Coronary artherosclerosis disease (CAD) and heart-related problems are common and often fatal. The principal manifestations of CAD are coronary artherosclerosis (hardening of the coronary arteries) or stenosis (narrowing of the arteries), both of which ultimately cause a reduction in the coronary circulation. A 12-lead electrocardiogram (ECG) is a diagnostic reference standard for evaluating cardiac rhythm and events. A traditional 12-lead ECG system requires 10 electrodes that are strategically placed on the chest and the extremities (nine signal leads and one reference lead). Lead connection failure or partial failure can distort patient activity data and signals, causing incorrect ECG analysis and interpretation, sometimes resulting in late diagnosis and medical care. Compared with total lead connection failure, partial lead connection or sensor failures in patient signal acquisition may not be easily recognized and detected in clinical applications. A partial lead connection failure may be indicated by high impedance.

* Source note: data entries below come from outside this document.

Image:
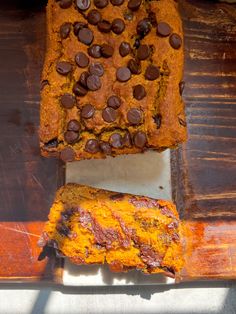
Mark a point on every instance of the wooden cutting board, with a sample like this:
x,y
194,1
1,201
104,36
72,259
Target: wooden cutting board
x,y
203,170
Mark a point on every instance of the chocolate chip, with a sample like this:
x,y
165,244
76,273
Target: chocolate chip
x,y
134,5
123,74
143,27
104,26
71,137
85,35
143,52
116,140
79,90
95,51
152,73
81,60
134,116
67,154
157,120
124,49
181,87
100,3
117,2
163,29
182,122
152,18
140,139
118,26
94,16
107,51
96,69
65,30
87,111
67,101
83,79
92,146
78,26
63,67
114,102
175,41
83,5
73,125
128,15
52,143
105,147
139,92
65,4
137,43
63,230
93,82
134,66
109,114
126,139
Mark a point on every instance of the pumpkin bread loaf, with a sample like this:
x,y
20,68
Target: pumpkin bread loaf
x,y
112,78
94,226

Known lead failure detection methods, including DC (pull up and pull down) and AC (active lead detection) methods fail to quantify and characterize an impedance measurement. One known lead failure analysis system utilizes a DC mode to measure lead connection impedance and employs voltage pull up or pull down elements for detection of a lead failure event. However this system does not work well for detection of a partial lead connection failure or high impedance connection. Additionally, reference lead (e.g., a right leg connection) failure affects remaining ECG leads, resulting in a low quality cardiac signal on the leads, and lead complexity and difficulty in lead failure mapping and compensation. Known lead failure analysis systems may also use an AC signal to detect and analyze lead connection status by sending a small AC stimulating signal (e.g., to a reference lead) and verifying a feedback response signal on individual ECG leads. The AC lead connection detection system operates in an active mode and involves sending AC stimulation signals to a patient body which presents an additional risk and safety impairment and contributes noise and artifacts to patient signals.
Known lead connection test and detection systems, both passive (DC) and active (AC), fail to successfully measure, verify and characterize detailed status information of a lead connection on a patient, such as a partial connection failure and high impedance connection. Further, known DC or AC based cardiac lead failure detection systems typically employ an additional circuit for cardiac signal sensing, conditioning, amplitude comparison and stimulation signal generation increasing system complexity and cost. A system according to invention principles addresses these deficiencies and related problems.